Djokovic, a four-time champion in Crandon Park, also prevailing in 2007 (d. Canas), 2011 (d. Nadal) and 2012 (d. Murray), has passed Andre Agassi for third on the all-time Masters 1000 titles list with 18 trophies.
Here is how the final unfolded.
FIRST SET – Djokovic 6-3
Proceedings commenced on a sun-drenched, yet windy, Miami afternoon with Djokovic taking the early initiative in front of a boisterous crowd.
The No. 2 seed burst out of the gates despite a sluggish start, having not played since Wednesday due to a semi-final walkover. Refusing to yield an inch from the baseline, both players opened with considerable heat on their groundstrokes.
Djokovic was forced to stave off a break point in the first game of the match, shedding some early rust. The Serb’s movement was not as fluid and his return not as sharp as it had been earlier in the week, and he was unable to penetrate Nadal’s serve in the initial stages.
But the Belgrade native settled in, surviving a 30/30 game on his serve at 2-2, rifling a cross-court backhand that drew an error from Nadal.
The World No. 1 dropped just one of nine service points through his first two service games, but he fell behind 0/30 while serving down 2-3 following two missed first serves. Djokovic would clip the back edge of the baseline with a forehand winner to give him a pair of break points, and he would convert on the first for the opening break of the match.
Djokovic continued his aggressive play as the set wore on, attacking the net often and pouncing on any short balls left hanging inside the baseline.
They would remain on serve for the remainder of the set, culminating with a Djokovic hold on a service winner.
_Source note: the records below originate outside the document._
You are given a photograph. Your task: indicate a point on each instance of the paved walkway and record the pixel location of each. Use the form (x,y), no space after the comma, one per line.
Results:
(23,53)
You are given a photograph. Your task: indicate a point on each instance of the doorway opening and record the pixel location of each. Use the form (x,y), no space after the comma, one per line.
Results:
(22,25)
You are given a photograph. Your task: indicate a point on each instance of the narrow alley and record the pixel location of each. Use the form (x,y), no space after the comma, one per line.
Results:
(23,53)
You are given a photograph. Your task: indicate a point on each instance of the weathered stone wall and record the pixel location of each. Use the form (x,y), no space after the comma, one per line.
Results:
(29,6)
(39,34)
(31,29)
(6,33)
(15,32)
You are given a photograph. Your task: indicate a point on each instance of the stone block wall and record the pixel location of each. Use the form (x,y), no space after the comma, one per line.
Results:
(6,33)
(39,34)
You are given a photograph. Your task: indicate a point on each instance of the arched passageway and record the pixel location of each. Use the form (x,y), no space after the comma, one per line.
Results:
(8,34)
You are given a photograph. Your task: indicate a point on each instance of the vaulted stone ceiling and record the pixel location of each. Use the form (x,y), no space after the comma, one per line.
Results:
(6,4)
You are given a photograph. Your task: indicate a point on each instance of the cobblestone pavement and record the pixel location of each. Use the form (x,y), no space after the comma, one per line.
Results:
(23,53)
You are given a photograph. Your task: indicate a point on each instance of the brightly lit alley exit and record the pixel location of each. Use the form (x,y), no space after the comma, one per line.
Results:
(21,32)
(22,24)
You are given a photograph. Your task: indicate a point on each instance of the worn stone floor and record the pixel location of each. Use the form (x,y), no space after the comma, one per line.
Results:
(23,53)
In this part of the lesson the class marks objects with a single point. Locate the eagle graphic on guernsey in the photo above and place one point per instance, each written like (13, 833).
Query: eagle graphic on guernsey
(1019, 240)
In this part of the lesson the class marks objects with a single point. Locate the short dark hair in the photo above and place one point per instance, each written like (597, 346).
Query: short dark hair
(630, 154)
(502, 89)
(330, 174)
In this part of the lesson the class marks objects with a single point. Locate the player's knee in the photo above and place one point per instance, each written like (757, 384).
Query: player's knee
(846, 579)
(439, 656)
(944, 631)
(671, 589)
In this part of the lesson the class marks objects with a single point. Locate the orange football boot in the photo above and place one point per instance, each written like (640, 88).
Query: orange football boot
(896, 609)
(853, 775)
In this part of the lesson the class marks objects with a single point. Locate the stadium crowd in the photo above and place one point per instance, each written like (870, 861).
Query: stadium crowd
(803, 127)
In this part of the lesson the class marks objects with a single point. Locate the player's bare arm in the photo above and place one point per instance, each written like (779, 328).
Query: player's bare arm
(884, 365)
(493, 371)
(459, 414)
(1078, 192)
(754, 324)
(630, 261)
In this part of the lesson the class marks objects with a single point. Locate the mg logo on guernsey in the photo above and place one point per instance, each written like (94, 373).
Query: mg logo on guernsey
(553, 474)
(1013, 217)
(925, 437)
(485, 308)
Djokovic fired two aces and nine winners in the first set, winning four of five forays to the net.
The winner of the first set has claimed the last nine encounters in the rivalry.
SECOND SET – Djokovic 6-3
Djokovic continued to apply pressure on Nadal’s serve in the second set, securing a break of serve in the opening game with yet another cross-court backhand winner.
Nadal would respond with an immediate 0/30 look at Djokovic’s next service game, but the three-time champ would dig deep for the hold for 2-0.
Djokovic refused to allow Nadal to penetrate his defence with his deep cross-court topspin forehands to the deuce court, maintaining the pressure throughout the second set. He continued to empty his bag of tricks with effective slice approaches and superior net play.
The Spaniard would deny another break opportunity in the fifth game, despite hitting his first double fault of the match, and survived a deuce game serving down 2-4.
Nadal would not be as fortunate while serving to stay in the match at 3-5. Djokovic earned two match points at 15/40 after a deep return that caught Nadal off-balance, and claimed his fourth Miami title on the next point following a thrilling rally.
Nadal was unable to make inroads in his counterpart’s serve in the second set, winning just four of 21 return points. He would uncharacteristically hit 11 forehand unforced errors in the match, while Djokovic fired 22 total winners, including five off the backhand wing.
Djokovic captures his second Indian Wells-Miami double with the win, joining Roger Federer as the only players in history to achieve the feat.